Il poussa un soupir, un rire lui échappant. « Évidemment. » Il se retourna vers Leona, un sourire d’excuse sur les lèvres. « Je vous laisse à votre mission d’observation, mais ne croyez pas échapper à une dégustation de cidre tout à l’heure. »
Leona esquissa un autre sourire fugace, puis hocha légèrement la tête en guise de réponse tandis qu’il s’éloignait pour rejoindre l’agitation.
Dans le tumulte de la dispute – Sienna, fidèle à elle-même, défendant avec ferveur la validité douteuse de sa réponse à une question sur la pop culture des années 90 – Noah jeta un autre coup d’œil vers Leona, restée en retrait près du bord de la salle.Leona se tenait près de la cheminée, sa posture élégante mais distante, comme si elle observait les festivités tout en se maintenant à une prudente distance.

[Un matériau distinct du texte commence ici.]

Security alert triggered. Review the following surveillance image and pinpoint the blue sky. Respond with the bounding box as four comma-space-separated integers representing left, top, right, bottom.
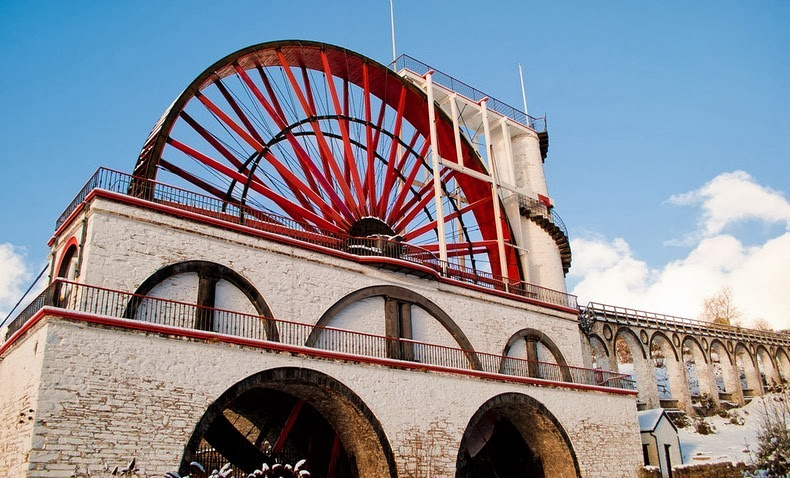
0, 0, 790, 327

Il admirait cela chez elle. Chaque geste, chaque décision semblait réfléchi — elle était concentrée, précise, inébranlable. Mais cela le frustrant également, surtout dans des moments comme celui-ci où ses murs lui paraissaient infranchissables. Elle portait tant de poids seule, toujours à se surpasser, toujours impeccable. Se souvenait-elle même de comment simplement être elle-même ?
« Hé, » la voix de Sienna interrompit ses pensées, plus douce cette fois. Elle s'était approchée à ses côtés, sa bouteille de cidre toujours en main. Son regard suivit le sien, se posant sur Leona. « Tu devrais aller lui parler. »
« Je l’ai déjà fait, » répondit Noah, bien que son ton manquât de conviction.
« Pas comme ça, » répliqua Sienna. « Fais-la se sentir à l’aise ici, pas comme si je l’avais traînée ici de force. » Elle marqua une pause, un sourire espiègle apparaissant sur ses lèvres. « À moins, bien sûr, que tu préfères passer la soirée à la regarder comme un petit chiot éperdument amoureux. »
Noah lui lança un regard noir, exagérant son agacement. « Subtilité, ton nom est Morales. »
« C’est un de mes nombreux talents, » répondit-elle avec un clin d’œil, lui donnant un dernier coup de coude. « Vas-y. »
Il n’avait pas besoin qu’on le lui dise deux fois.
Noah trouva Leona près de la cheminée, ses bras croisés de façon décontractée tandis qu’elle observait les flammes vacillantes. Leur lueur illuminait ses traits acérés avec douceur, et pour une fois, elle semblait presque détendue. Presque.
« Je peux me joindre à toi ? » demanda-t-il, son ton léger mais prudent.
Leona leva les yeux, ses prunelles noisette rencontrant les siennes. Elle hésita un instant avant de hocher doucement la tête. « Bien sûr. »
Noah s’installa sur l’accoudoir d’un fauteuil proche, à une distance suffisante pour qu’ils puissent parler sans qu’il ne s’impose.
« C’est drôle, » dit-il après un instant de silence, « je pensais que le plus difficile serait de te convaincre de venir ici. Mais maintenant, je me dis que le plus dur pourrait être de te convaincre de rester. »
Ses lèvres frémirent subtilement, un presque-sourire apparaissant brièvement. « Ce n’est… pas ce dont j’ai l’habitude, » admit-elle doucement.
« Eh bien, » répondit Noah avec chaleur, « peut-être que ce n’est pas une mauvaise chose. Parfois, sortir de notre zone de confort, c’est comme ça qu’on grandit. »
Leona ne répondit pas immédiatement, son regard retournant vers les flammes. Ses doigts jouèrent distraitement avec le pendentif à son cou, en suivant les contours avec soin.
Il ne la pressa pas. Noah avait appris depuis longtemps que Leona avait besoin d’espace — de l’espace pour réfléchir, pour analyser, et pour décider à son propre rythme. Alors, il laissa le moment s’étirer, satisfait de partager ce silence avec elle, le crépitement du feu et le murmure des conversations autour venant combler les vides entre eux.
Et puis il le vit — une lueur dans son expression, subtile mais incontestable, comme le premier dégel du printemps faisant fondre lentement la glace.
Ce que cela signifiait, il n’en était pas encore certain. Mais il était prêt à attendre pour le découvrir.